In what Reuters calls “one of the first big tests of intellectual property law involving social media” a judge has ruled that news organizations can’t freely use photos posted to Twitter.

Reuters reports: “Agence France-Presse and The Washington Post infringed on the copyrights of photographer Daniel Morel in using pictures he took in the aftermath of the Haiti earthquake in January 2010, District Judge Alison Nathan in Manhattan ruled. While AFP had argued that once the pictures appeared on Twitter they were freely available, the judge said that Twitter’s terms of service did not give the news agency a license to publish the images without Morel’s permission.”
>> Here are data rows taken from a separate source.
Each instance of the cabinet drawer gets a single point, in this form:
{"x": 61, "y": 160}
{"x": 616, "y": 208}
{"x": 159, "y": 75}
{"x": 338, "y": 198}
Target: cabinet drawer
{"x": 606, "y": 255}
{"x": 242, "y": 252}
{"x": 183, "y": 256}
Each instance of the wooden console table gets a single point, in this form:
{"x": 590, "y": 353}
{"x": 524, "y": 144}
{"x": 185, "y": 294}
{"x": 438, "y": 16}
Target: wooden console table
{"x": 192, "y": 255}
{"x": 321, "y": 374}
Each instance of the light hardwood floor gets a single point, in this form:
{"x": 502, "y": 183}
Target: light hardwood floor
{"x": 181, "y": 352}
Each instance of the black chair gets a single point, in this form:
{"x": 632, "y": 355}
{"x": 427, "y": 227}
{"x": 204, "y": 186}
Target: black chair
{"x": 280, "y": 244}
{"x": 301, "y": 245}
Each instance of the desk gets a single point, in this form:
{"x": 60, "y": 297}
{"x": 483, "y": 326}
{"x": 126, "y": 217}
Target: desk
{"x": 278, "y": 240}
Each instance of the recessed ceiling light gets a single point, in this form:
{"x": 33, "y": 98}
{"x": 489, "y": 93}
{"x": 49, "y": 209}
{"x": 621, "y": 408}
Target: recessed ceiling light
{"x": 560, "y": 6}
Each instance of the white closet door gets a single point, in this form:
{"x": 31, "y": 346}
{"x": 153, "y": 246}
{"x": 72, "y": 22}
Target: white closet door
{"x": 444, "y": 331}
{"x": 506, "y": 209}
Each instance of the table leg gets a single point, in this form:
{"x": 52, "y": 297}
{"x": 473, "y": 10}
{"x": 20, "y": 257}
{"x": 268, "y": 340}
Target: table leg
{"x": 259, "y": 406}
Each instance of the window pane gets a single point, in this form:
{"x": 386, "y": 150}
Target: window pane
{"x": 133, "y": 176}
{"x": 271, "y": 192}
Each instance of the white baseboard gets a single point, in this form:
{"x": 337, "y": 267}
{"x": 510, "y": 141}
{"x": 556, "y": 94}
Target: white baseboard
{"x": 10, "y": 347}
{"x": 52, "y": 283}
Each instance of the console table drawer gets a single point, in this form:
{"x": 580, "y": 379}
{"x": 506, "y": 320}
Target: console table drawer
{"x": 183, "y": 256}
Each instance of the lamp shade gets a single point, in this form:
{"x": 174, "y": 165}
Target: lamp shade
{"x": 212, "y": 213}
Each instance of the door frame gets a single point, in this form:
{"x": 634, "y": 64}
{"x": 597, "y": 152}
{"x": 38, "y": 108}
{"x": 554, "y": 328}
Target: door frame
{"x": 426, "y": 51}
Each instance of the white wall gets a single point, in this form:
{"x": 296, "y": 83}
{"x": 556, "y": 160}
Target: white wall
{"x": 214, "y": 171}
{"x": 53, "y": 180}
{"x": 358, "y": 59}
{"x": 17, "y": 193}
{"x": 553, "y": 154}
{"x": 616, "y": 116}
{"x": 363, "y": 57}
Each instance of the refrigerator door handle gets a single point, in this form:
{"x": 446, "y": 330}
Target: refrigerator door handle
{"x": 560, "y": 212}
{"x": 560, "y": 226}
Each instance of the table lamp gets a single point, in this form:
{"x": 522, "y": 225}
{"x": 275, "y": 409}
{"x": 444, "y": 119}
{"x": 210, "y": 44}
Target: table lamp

Coincidentally enough – two local media organizations used photos ostensibly taken from Facebook today: the Providence Journal and RI Future.

We used Jenny Norris’ picture of Linc Chafee, Gina Raimondo, Frank Ferri and Art Handy at the House Judiciary Committee hearing on marriage equality last night. I couldn’t be at the hearing, but I saw Norris’ picture on Facebook and asked her if she would mind if we used it. She agreed and I think it was a pretty good deal all around: we got great art and she got a little notoriety.

As an aside, I think crowd-sourced journalism works well for a progressive news/opinion outlet and I hope we do more of it. To that end, please send your pictures, videos, story ideas, rants and raves to me at editor<at>rifuture<dot>org.

The ProJo, it seems, took a picture from the Facebook profile of an alleged drug and gun dealer whom police arrested recently. In the picture, the man is armed and holding a large amount of cash. Ironically, police became aware of him because of such pictures on Facebook, according to the Journal piece, and first reached out to set him up there.

The story doesn’t explicitly say the picture was lifted from Facebook, but it implies as much: “Except for one. The handle of a revolver is exposed in Main’s waistband, as he shows off money in one hand and a bagged substance in another.”

I don’t point this out to pick on the ProJo. I just thought the timing of it all was coincidental.